Still, when Helen takes her father’s arm and the sounds of Canon in D fill the air, she can’t help but feel the thrill of something a little extraordinary. They’re standing just out of view and Helen has to remind herself how to breathe, and they take a step forward.
“Slow down,” Dad says as they approach the makeshift aisle created by a profusion of chamomile flowers planted by Grant’s mother months ago, in anticipation of this day. “You’re walking too fast.”
“I’m walking a normal pace,” Helen says.
They’re walking down the aisle now, and with every step, Helen can see familiar faces who have known her at various points in her life. She feels a strange kind of nostalgia–sensory overload, as every smiling face unlocks some memory from the past—drinking champagne out of plastic cups, celebrating her first book deal at a hotel bar, laughing in a hospital over dirty magazines, crying in a bathroom over a bad book review, falling from the swings in a backyard, baking banana bread for the first time.
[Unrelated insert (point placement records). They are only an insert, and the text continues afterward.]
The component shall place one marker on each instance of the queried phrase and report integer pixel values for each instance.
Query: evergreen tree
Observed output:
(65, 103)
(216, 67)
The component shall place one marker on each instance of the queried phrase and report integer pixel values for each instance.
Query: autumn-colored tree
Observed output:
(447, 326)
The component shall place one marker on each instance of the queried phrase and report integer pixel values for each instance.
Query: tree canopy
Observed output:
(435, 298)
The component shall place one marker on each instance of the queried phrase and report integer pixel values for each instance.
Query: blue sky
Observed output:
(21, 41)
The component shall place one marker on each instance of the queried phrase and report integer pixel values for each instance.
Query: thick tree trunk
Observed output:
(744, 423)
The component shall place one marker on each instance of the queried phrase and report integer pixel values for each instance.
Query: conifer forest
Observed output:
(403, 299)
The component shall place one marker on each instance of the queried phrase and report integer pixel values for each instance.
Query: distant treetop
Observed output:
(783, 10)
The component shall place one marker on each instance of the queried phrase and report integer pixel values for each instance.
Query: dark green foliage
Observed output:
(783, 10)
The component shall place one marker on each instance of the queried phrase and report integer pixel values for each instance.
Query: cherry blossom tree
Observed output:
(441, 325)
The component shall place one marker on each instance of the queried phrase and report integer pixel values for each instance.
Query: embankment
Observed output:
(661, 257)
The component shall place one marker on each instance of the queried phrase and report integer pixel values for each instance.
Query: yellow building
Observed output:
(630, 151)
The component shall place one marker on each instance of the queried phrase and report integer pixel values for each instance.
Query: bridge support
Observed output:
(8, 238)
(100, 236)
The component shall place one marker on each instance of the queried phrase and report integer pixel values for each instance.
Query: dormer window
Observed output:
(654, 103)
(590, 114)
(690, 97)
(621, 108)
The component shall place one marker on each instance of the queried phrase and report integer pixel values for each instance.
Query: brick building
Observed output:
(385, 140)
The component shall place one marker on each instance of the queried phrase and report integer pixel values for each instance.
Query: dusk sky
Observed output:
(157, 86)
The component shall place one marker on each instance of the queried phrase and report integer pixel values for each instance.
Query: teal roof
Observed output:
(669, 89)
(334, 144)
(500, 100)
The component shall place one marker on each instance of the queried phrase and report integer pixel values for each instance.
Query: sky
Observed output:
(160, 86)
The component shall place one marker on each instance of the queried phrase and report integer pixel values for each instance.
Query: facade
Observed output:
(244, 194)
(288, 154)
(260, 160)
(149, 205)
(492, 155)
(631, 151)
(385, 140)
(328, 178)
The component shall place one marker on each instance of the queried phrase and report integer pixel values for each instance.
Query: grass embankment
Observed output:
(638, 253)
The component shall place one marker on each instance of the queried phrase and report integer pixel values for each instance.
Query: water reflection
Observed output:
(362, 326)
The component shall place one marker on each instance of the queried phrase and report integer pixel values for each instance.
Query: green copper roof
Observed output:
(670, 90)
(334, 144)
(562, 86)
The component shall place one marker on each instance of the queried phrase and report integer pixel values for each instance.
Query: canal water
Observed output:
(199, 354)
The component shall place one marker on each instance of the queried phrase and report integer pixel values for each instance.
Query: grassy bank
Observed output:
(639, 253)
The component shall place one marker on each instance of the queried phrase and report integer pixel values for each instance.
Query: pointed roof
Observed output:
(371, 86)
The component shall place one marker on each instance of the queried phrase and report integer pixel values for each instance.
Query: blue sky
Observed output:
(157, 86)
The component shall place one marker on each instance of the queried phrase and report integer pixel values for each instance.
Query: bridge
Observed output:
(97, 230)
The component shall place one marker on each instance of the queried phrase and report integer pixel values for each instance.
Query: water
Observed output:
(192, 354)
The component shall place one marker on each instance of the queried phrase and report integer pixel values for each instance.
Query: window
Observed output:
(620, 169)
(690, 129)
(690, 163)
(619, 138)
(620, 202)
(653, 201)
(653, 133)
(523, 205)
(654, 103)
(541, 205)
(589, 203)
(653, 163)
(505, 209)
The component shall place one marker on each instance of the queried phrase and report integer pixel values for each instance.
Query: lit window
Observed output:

She looks up then, and—it’s him.
Grant Shepard. Grant Fucking Shepard, good in a room, great in a bed, and the improbable love of my damn life.
He grins, like he can read her mind. When she finally reaches him and he lifts the blusher of her veil, he whispers in her ear, “It’s nice to see you.”
She shivers a little and looks back at the crowd. She sees his mom first, her heart in her eyes, clasping the hand of the Irish sheep farmer she married six months ago. She sees her own parents, sitting in the front row, holding hands. Mom wears a brittle expression, and the corner of her mouth can’t seem to decide if it wants to turn up or down. Dad looks like he might cry at any minute.
Helen looks to the other side of the aisle and sees Nicole eyeing Grant’s father with blatant sexual interest. Nicole spots her and gives Helen a winking nice.
Grant squeezes her hand.
“Come hang out here with me,” he says quietly, and she looks up into his laughing eyes. “I missed you all morning.”
She smiles and feels a tug at the back of her dress.
“Shelley, no!” Grant’s mom exclaims, as a rogue sheep wearing a flowery collar chews on the silk crepe of Helen’s wedding dress.
Grant leans closer and her hand itches to reach out and touch his hair.
“The sheep’s name is Michelle,” he says. “If you can believe it.”
“Hold for wardrobe,” their officiant, an episodic director, quips.
They wait as Nicole wrestles Helen’s train from the sheep and Helen looks up into Grant’s eyes and thinks, This is it. She thinks wryly of how much easier things could have been for them in a different timeline, where they made a few different decisions, where everyone made some slightly different choices along the way. It would have been an entirely different story.
She thinks of the infinitely different love stories they could have lived instead—and she decides she’ll write them all. She’ll fracture this feeling into a million shards of glass reflecting back the same, unbelievable love story so she can capture it for the days when she needs to read it back to herself and to him—when they’re sad, or tired, or annoyed, or hurting. Or happy, she reminds herself. Loving him is poetry, and she thinks she’ll try her hand at that too.
“This is my favorite part of the day I married you,” Helen says, smiling.
“So far,” Grant agrees, and her heart—that reliable organ—beats loudly in agreement, in want me, love me, have me, keep me, in happilyeverafter.